İslam güzel ahlaktır. Güzel ahlak, Peygamberimizin(sav) ahlakıdır. O gül kokulu sevgili buyuruyor: “ Ben güzel ahlakı tamamlamak üzere gönderildim.” Ahlaklı insan ihlaslı ve takva insandır. Allah’ın yasaklarından sakınır. Yani haramlardan sakınır. Kul hakkından sakınır.

İslam güzel ahlaktır.

Güzel ahlak, Peygamberimizin(sav) ahlakıdır.

O gül kokulu sevgili buyuruyor: ' Ben güzel ahlakı tamamlamak üzere gönderildim.'

Ahlaklı insan ihlaslı ve takva insandır.

Allah'ın yasaklarından sakınır. Yani haramlardan sakınır. Kul hakkından sakınır.

Ahlaklı insan Allah'tan korkar.

Ahlaklı insanı cemiyet tarafından sevilir.

Tıp fakültesinde bir ahlaksız hocamız vardı.

Öğrencilere, 'Ben de yok ama, sizde ahlak ararım' derdi.

***

Ahlaklı toplum daima huzur içinde olur.

Birbirine malını ve canını güvenir.

Çünkü, toplumda, içki, zina, kumar, yalancılık, terazide hile, az olur.

Tolumun, nesli de sağlam olur. Veledi zina yani piç de az olur.

Böyle bir ticareti düşünün. Hiç tereddüt etmeden gidip güven içinde malınızı alırsınız.

Bilirsiniz ki, O tüccar, 'Ben bugün siftah ettim. Onu da komşudan alın' der.

İşte bizim tarihimiz güzel ahlakla geçmiştir.

Bir ağacın altında unuttuğu çıkınını bir hafta sonra gidip alır.

Onun için Allah bu millete, dünya hakimiyeti vermiştir.

***

Allah, ahlaksız toplumları helak eder. Yere batırır.

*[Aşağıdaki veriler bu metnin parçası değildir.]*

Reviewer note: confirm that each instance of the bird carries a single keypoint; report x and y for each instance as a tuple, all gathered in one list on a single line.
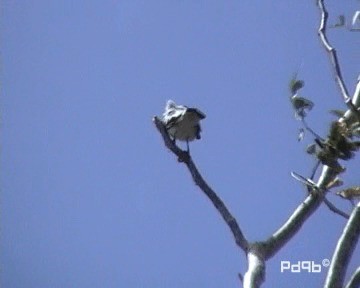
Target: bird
[(182, 123)]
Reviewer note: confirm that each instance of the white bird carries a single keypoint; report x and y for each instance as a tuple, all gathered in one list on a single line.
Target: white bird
[(182, 122)]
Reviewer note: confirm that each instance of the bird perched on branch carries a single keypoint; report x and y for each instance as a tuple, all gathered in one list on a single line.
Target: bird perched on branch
[(182, 123)]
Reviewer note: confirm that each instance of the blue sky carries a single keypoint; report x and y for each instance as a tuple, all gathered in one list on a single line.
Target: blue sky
[(91, 197)]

Daha önce Lut kavmini, ve diğer kavimleri batırdığı gibi…

Kahramanmaraş depreminde de bu kadar büyük hasarın olması şüphesiz ahlaksızlıktandır.

İnşaat şirketlerinin ahlakı toplumu yer ile yeksan etti.

İnsanlarda, bir süs ve gösteriş merakı oluştu.

En büyük, en gösterişli binalara heveslendiler.

Bina sağlam mı? burada benim hayatım tehlikede mi? demediler.

Kolonlarını kestiler. Bazen binayı ruhsatsız olarak daha çok yükselttiler.

Halbuki gölcük depremi çok iyi bir örnekti.

Minareleri, ustalar daha çok para almak için, iki şerefeli, üç şerefeli yaptılar.

Yer ığranınca da hepsi yerle bir oldu.

***

Peki çözüm nedir?

Tabii ki güzel ahlak.

Nerede bulacağız?

İnsanda bu nefis oldukça, bu kanaatsızlık oldukça bu tamah oldukça,

Kadına, makama ve paraya düşkünlük oldukça, sorunu çözmek iki şarta bağlıdır.

Birincisi, İslami eğitim,

İkincisi de ağır ceza…

Bunun yolu, milli eğitimin müfredatını, İslami eğitime göre düzenlemek.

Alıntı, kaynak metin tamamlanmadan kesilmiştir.